A humanidade está jogando um perigoso jogo de espera contra o coronavírus e suas variações. Especialmente os lugares mais assolados por desigualdade social. Sally e Somir discutem quais desses locais é mais perigoso, os impopulares tentam desenvolver seus anti… suas opiniões.

Tema de hoje: qual é o lugar mais provável de surgimento da variante do coronavírus que escapa às vacinas?

SOMIR

África. Sim, eu sei, África não é um país e apostar num continente todo parece meio bizarro (senão apelativo), mas eu tenho a nítida impressão que o mundo está mais uma vez esquecendo que ele existe, e como consequência disso, com a guarda muito mais baixa do que deveria.

O “continente negro”, apesar de berço da espécie, ainda sofre as consequências de ter sido um dos últimos lugares do planeta a escapar das garras da exploração europeia. Cabe lembrar que até a Segunda Guerra Mundial, virtualmente todo o continente estava sob controle de colonizadores, e nem tão pouco tempo atrás, a maioria do povo sequer era considerada humana pelos conquistadores.

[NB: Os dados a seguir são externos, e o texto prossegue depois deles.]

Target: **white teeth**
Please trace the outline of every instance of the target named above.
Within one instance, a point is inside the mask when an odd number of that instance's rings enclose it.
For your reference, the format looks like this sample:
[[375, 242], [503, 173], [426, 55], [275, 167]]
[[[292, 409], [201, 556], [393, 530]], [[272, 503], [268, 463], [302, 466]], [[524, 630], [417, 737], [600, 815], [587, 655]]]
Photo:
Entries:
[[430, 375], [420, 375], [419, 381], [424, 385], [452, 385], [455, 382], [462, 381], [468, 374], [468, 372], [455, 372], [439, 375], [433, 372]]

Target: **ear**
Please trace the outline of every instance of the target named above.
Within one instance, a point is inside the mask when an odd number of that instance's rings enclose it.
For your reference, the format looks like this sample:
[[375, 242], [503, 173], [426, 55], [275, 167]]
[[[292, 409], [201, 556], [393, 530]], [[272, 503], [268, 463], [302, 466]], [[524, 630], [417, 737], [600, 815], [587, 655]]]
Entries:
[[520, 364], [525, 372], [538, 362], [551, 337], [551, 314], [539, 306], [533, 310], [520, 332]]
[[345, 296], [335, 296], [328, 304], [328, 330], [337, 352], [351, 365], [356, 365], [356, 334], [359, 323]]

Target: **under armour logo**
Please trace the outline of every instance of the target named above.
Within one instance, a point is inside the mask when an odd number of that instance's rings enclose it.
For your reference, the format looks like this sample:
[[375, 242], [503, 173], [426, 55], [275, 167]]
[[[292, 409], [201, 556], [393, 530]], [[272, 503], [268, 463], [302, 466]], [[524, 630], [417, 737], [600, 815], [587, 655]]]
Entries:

O que obviamente deixa marcas: boa parte do pacote que consideramos básico para sociedades modernas (re)começou há pouco tempo por lá, e ainda por cima com o ônus de divisões nacionais pra lá de arbitrárias traçadas pelos exploradores antes de finalmente saírem. O próprio hábito de se referir ao continente como um todo ao invés de países específicos é prova de que o mundo ainda entende pouco das peculiaridades locais.

Até por isso por lá temos uma concentração absurda de tragédias humanitárias da metade do século passado pra cá: tudo o que pode fazer mal para a humanidade é potencializado na bagunça que os colonizadores deixaram para os locais. E um desses fatores com certeza são as doenças. Boa parte das doenças que consideramos erradicadas no resto do mundo ainda estão em algum canto do continente.

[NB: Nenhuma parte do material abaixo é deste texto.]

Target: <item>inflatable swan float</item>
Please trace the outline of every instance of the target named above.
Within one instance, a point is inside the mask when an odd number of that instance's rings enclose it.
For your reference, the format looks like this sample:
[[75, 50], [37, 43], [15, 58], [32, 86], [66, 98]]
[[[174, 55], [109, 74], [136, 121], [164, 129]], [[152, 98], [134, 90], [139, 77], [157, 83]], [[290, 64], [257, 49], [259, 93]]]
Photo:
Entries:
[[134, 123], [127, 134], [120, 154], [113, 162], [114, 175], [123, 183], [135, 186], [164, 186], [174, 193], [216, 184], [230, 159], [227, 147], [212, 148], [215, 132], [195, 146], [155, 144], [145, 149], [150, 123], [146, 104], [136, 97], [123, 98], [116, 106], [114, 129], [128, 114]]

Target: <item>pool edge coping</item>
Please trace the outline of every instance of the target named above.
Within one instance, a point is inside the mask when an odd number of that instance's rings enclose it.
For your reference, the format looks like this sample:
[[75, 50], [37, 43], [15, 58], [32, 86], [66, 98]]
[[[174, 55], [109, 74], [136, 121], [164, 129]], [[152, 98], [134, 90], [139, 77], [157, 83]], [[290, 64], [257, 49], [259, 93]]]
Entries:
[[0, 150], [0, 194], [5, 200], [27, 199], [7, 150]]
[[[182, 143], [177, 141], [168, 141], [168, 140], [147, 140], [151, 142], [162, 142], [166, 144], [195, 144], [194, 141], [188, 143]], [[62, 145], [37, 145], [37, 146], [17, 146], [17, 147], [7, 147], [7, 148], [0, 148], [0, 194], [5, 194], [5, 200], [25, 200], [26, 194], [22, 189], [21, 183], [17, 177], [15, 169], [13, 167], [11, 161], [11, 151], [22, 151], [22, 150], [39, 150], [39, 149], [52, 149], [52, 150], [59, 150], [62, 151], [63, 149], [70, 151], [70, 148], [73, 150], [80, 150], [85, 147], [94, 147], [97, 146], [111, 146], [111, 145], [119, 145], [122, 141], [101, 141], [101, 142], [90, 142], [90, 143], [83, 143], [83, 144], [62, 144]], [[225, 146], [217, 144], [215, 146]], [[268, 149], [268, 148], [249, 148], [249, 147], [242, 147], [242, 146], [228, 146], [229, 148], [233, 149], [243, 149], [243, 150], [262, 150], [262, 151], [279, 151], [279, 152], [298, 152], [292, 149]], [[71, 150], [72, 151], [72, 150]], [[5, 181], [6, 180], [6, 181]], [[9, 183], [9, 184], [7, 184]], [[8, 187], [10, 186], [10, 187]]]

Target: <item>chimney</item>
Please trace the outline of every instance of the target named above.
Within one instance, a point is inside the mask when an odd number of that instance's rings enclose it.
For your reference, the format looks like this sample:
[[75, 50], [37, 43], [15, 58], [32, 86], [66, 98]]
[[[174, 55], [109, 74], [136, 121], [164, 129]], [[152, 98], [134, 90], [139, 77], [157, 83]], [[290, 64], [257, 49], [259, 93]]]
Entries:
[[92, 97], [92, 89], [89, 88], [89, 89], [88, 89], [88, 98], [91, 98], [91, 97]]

Justiça seja feita, na Índia também, mas normalmente temos mais informações sobre essa igualmente ex-colônia tornada independente na metade do século passado do que do conjunto de países muito mais abandonados à própria sorte no continente africano. Há uma diferença primordial na forma como os continentes se desenvolveram, e o quanto tiveram chances de se estabilizar desde então.

Prova disso é que o mundo começa a falar sobre os riscos envolvidos no espalhamento da Covid-19 no país asiático, mas até agora temos um quase apagão de informações sobre o caminho do vírus pela África. Tirando a África do Sul, que sempre recebeu um pouco mais de atenção que seus vizinhos, pouco se fala sobre a situação da doença na região.

E nesse pouco de atenção, já descobrimos a variante sul-africana. Isso foi o que conseguiram achar até agora. O que mais pode estar acontecendo por lá? A África é imensa, e mesmo que tenha menos infraestrutura de conexão entre seus países do que encontramos no resto do mundo, seu povo ainda sim se move o suficiente para espalhar um vírus tão contagioso. E aqui, o problema: se o último ano é demonstração do grau de interesse dispensado à evolução da Covid na África, podemos acreditar que há muito acontecendo naquele continente que não temos a menor ideia.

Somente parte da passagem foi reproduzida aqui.